Molecular docking between potential compounds 4d and 4f with the target protein Bcl-2 was performed as reported earlier [43]. The X-ray crystal structure Bcl-2 bound with DRO (2.10 Å resolution) was used to retrieve 3D coordinates of the target protein [44]. The protein was processed to remove non-essential water molecules and other heterogeneous atoms. Hydrogen atoms were added, bond orders were defined, and rotatable bonds were assigned, as reported by [45]. Prior to molecular docking, hydrogen bonds were redefined, and the energy of the protein was minimized using MMFF (Merck Molecular Force Field) force field. The 2D structures of compounds 4d and 4f were drawn using ChemDraw, and their energies were minimized using Universal Forcefield (UFF). Molecular docking between Bcl-2 and ligands (4d and 4f) along with the control ligand (DRO) was performed inside a grid box of 27 × 30 × 25 Å, placed at 39 × 28 × −12 Å, keeping 0.375 Å spacing between the grid points, using Autodock 4.2 (Scripps Research, San Diego, CA, USA), as reported by Rabbani and coworkers [46]. Lamarckian Genetic Algorithm (LGA) and Solis and Wets local search methods were used to perform molecular docking. Initial torsions, positions, and orientations of ligands were set arbitrarily. A maximum of 2,500,000 calculations was for each docking run. The population size, translational step, quaternion and torsion were set to 150, 0.2 Å, 5 and 5, respectively. The docked protein-ligand complex with the lowest binding energy was selected for molecular interaction analysis in Discovery Studio (BIOVIA, San Diego, CA, USA). The binding affinity (K_d) and binding energy (ΔG) of compounds 4d and 4f towards Bcl-2 were evaluated using the following relation [47]

$$∆G=-RTln{K}_d$$

where, R and T are the universal gas constant (1.987 kcal mol⁻¹ K⁻¹) and temperature (298 K), respectively.
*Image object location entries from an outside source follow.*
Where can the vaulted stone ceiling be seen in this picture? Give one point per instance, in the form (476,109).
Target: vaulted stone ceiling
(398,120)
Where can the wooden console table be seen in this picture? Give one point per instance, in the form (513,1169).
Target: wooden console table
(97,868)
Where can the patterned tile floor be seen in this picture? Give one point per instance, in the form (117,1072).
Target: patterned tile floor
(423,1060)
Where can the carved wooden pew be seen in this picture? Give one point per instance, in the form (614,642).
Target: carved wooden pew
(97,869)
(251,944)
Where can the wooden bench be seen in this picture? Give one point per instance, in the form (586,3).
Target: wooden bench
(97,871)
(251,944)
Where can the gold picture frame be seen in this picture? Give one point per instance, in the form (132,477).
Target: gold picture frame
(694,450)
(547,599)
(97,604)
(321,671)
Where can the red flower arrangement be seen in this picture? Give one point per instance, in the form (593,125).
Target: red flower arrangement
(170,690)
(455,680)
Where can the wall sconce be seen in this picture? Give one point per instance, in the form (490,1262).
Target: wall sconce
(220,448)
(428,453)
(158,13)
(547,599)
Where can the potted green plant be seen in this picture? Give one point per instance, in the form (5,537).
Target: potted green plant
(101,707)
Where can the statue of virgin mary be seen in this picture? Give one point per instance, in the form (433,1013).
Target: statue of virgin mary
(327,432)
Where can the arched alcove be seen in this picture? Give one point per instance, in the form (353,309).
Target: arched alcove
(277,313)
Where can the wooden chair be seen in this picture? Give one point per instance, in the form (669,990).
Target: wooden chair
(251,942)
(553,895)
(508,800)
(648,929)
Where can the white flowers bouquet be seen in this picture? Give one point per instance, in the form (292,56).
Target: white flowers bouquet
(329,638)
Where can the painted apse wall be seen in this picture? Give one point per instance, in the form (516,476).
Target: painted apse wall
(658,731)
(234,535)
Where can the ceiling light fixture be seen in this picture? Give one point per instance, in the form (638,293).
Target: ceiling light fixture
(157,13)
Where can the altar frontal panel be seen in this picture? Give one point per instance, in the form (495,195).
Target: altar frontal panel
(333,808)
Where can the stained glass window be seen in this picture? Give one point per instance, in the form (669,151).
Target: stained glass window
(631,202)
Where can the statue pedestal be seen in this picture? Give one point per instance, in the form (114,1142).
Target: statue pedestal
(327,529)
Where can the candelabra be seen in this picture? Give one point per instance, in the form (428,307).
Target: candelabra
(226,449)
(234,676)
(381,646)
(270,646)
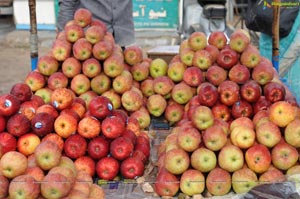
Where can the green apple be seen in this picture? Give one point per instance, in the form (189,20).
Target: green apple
(203,159)
(192,182)
(158,67)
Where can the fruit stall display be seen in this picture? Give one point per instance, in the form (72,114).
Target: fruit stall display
(83,118)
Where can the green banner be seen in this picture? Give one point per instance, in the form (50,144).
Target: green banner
(155,14)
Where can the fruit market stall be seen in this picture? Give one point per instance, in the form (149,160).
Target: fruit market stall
(95,121)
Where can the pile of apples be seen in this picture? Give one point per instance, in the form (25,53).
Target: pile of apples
(241,127)
(72,102)
(45,174)
(234,124)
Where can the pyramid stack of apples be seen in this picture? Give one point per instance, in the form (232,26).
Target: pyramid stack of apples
(234,124)
(239,130)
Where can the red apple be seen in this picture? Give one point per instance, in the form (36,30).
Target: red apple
(100,107)
(75,146)
(221,111)
(9,104)
(47,65)
(239,74)
(102,50)
(71,67)
(18,125)
(107,168)
(73,32)
(131,168)
(42,124)
(112,127)
(30,189)
(89,127)
(61,49)
(7,142)
(239,40)
(258,158)
(57,80)
(202,59)
(100,83)
(213,51)
(241,108)
(121,148)
(140,71)
(113,65)
(22,91)
(166,184)
(82,49)
(263,72)
(208,94)
(98,147)
(227,58)
(62,98)
(218,182)
(163,85)
(133,55)
(47,155)
(87,164)
(218,39)
(251,91)
(216,75)
(83,17)
(91,67)
(274,91)
(94,33)
(250,57)
(229,92)
(284,155)
(193,76)
(261,104)
(27,143)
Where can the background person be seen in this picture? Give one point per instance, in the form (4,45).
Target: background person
(116,14)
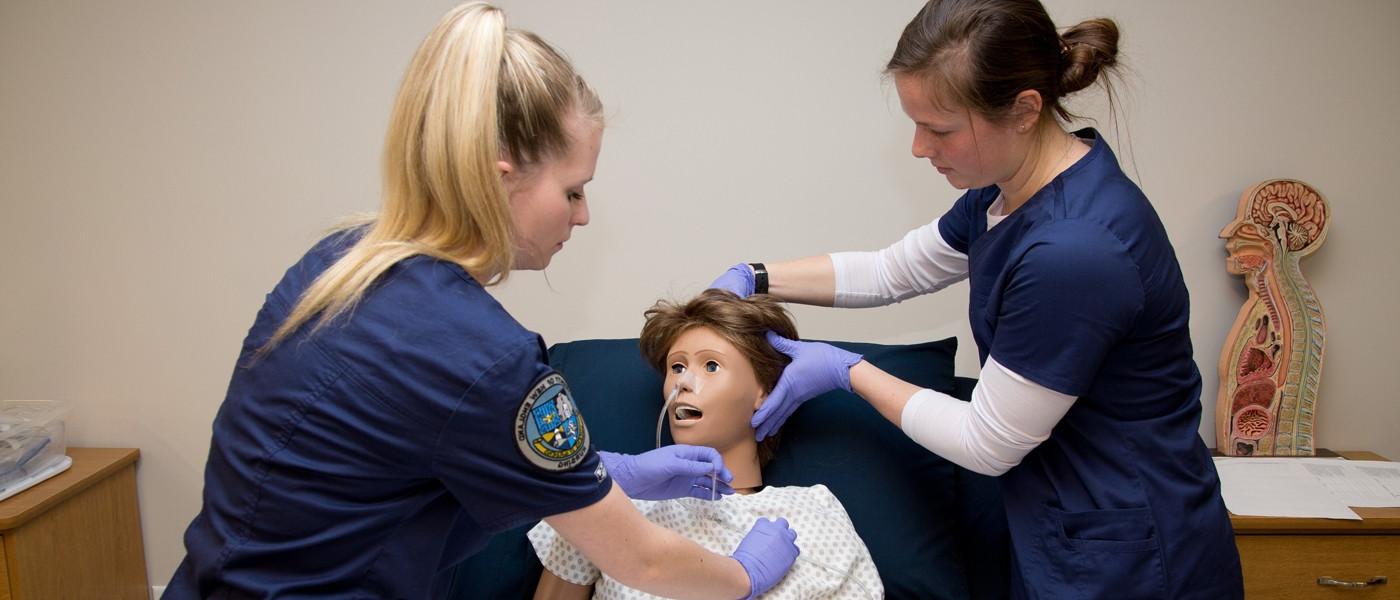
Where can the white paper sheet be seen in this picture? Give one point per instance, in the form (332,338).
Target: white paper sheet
(1278,487)
(1360,483)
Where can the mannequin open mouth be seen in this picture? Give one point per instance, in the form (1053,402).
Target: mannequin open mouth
(685,414)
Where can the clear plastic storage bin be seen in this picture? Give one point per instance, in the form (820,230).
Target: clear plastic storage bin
(32,445)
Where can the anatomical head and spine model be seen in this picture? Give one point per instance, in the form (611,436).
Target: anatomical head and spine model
(1271,362)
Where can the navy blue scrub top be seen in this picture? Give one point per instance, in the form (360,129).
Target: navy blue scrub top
(1080,291)
(368,458)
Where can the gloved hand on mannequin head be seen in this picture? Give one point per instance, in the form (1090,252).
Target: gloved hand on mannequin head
(816,368)
(738,280)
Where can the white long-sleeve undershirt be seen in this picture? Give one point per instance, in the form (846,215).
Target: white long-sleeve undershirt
(919,263)
(1008,417)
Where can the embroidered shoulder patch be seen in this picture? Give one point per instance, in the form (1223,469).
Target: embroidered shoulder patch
(549,431)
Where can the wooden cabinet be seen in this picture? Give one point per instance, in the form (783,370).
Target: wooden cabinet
(76,534)
(1287,558)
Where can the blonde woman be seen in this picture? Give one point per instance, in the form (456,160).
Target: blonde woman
(388,416)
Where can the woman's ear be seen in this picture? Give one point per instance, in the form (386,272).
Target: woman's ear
(1026,108)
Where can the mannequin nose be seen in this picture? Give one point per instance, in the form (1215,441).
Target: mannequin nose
(686,382)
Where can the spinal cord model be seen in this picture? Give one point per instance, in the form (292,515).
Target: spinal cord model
(1271,362)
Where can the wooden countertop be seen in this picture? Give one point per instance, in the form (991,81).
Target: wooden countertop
(90,466)
(1385,520)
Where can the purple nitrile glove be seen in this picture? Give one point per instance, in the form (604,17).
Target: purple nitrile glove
(669,472)
(738,280)
(766,554)
(816,368)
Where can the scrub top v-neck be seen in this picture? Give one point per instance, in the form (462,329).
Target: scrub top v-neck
(1078,290)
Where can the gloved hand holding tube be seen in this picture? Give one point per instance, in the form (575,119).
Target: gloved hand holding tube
(669,472)
(766,554)
(815,369)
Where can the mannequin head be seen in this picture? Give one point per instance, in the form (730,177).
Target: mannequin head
(716,348)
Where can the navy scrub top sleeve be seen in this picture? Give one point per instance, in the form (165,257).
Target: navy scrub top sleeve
(1073,295)
(515,448)
(966,216)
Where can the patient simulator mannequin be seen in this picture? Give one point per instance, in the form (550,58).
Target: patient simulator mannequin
(718,368)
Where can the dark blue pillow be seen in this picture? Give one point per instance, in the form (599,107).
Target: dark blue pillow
(902,498)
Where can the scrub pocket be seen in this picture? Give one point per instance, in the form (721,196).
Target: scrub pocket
(1105,554)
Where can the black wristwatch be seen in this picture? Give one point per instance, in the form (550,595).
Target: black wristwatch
(760,277)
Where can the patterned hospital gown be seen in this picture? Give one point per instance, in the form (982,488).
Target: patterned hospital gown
(835,562)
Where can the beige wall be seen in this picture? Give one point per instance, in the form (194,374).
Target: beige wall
(161,162)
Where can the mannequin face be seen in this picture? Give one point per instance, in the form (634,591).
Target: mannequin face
(717,407)
(963,146)
(548,199)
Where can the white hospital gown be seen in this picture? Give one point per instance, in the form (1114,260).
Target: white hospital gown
(835,562)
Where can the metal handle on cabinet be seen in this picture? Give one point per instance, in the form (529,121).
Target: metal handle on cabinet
(1330,582)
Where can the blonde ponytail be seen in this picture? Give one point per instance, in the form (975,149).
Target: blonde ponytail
(475,93)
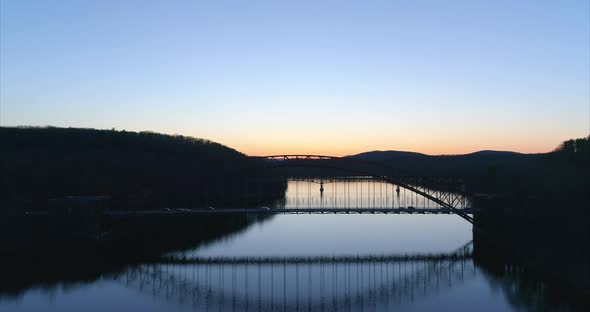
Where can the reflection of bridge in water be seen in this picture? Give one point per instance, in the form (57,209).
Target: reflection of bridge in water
(347,283)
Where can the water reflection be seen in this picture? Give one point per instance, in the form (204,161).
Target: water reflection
(291,263)
(370,283)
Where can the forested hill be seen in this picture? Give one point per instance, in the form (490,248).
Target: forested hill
(53,162)
(454,165)
(564,169)
(483,171)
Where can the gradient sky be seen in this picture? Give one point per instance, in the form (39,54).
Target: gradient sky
(328,77)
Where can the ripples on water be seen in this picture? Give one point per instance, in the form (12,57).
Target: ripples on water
(305,263)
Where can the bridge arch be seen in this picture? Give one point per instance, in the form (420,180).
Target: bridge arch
(372,169)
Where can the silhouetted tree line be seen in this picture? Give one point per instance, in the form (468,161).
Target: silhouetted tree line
(575,150)
(138,169)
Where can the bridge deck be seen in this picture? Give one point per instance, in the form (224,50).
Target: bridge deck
(229,211)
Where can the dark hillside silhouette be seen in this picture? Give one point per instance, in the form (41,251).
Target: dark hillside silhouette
(142,169)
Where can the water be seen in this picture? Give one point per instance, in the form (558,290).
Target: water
(304,263)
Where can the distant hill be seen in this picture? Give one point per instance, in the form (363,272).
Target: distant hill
(483,170)
(148,168)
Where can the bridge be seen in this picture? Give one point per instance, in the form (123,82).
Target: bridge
(448,194)
(376,189)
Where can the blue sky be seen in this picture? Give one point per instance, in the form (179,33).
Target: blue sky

3.3.7. Statistical Analysis

OriginPro 8.5 software was used to conduct the statistical analysis. The mean and standard deviation of the data were displayed. Student’s t-test was used to examine differences, and p < 0.05 was regarded statistically significant. * p < 0.05, ** p < 0.01, *** p < 0.001.

4. Conclusions

Synthesizing a novel quinazoline incorporating substituted sulfonamide moieties in order to obtain anticancer activity with lower toxicity has attracted attention on the beneficial effect of this group to overcome one of the most serious problems in cancer chemotherapy, which is the lower efficacy and higher toxicity. Therefore, we aimed in this study to synthesize a novel series of quinazolinone derivatives carrying biologically active substituted-sulfonamide moieties at 3-position to achieve new compounds with the anticancer effect. Herein, a novel unexpected series of quinazoline incorporating substituted sulfonamide moieties was synthesized and evaluated in vitro for their anticancer activity. Some compounds were found to exhibit high cytotoxicity in the MCF-7 breast cancer cell line. Compounds 4d and 4f were appeared as the most effective derivatives against MCF-7 cells. Flow cytometry data showed that compounds 4d and 4f successfully triggered apoptosis in MCF-7 cells. Furthermore, changes in the expression of apoptosis-related markers at the gene and protein level were also indicative of apoptotic activity. Molecular docking of compounds 4d and 4f also suggested that they possess good binding affinity for Bcl-2. Overall, screening of the tested compounds could offer an encouraging framework in this field, which may lead to develop more potent, selective, clinically useful analogues anticancer agents. Furthermore, the existing compounds are currently under investigations for their in vivo anti-cancer activity in different transplantable mouse tumors model. A series of toxicity studies are also underway to determine the safety of these existing compounds.